Here’s an interesting case of deceptive persuasion.
Sharlene Denham went shopping with her husband and two kids at a Farmfoods grocery store in the UK. At the door, an employee asked if she’d like to participate in a survey, and possibly win £3,000 (about 4,800 U.S. dollars.) While her family went shopping, she went to the manager’s office and got on the phone.
At first the questions seemed normal, if a bit unusual. The caller asked her to pick a number between one and three. He asked if she had heard of a certain brand. He wanted to know how many people would she tell if she won the contest.
Then the caller told her to have the manager kneel down, call him a slave, pig or dog and put her feet on him like a footstool. Mrs. Denham said: "I said to the manager, ‘This is really bizarre’. He said he had checked it with the finance department and knew the person on the phone and it was all genuine."

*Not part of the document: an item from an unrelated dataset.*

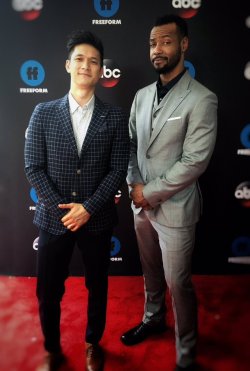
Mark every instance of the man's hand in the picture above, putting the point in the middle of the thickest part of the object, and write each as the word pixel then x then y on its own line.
pixel 136 194
pixel 76 217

Even after her family finished shopping, she stayed while they went home. Two and a half hours later, the call ended, and the store paid for her to take a taxi home. "I left there thinking I had won £1,500 and other things like a television, kitchen grille and an iron," said Mrs. Denham.
Yet the call had been a hoax. (The store eventually offered her a £100 cheque and £100 worth of store vouchers for her trouble, and they warned other stores, since two more calls had taken place.) Mrs Denham said "He was an older man, probably in his 40s, and he sounded very genuine. It sounded like a genuine competition or I would never have gone through with it." She said she didn’t know what the caller got out of it.
This is a milder version of hoax calls that have gotten the person answering to do all sorts of odd, and sometimes criminal, things. This call was strange, but stopped before it got to that level. What would a transcript of this call be like? How would someone slightly escalate the weirdness? It’s likely the caller was able to fool everyone because he had authority since he used the name of someone from the "main office" to fool the store manager. And the victim trusted the Farmfoods store and was hoping she would win a prize, so she was willing to comply.
This type of hoax or prank is very common – taking someone in a normal setting and slowly ratcheting up the strange.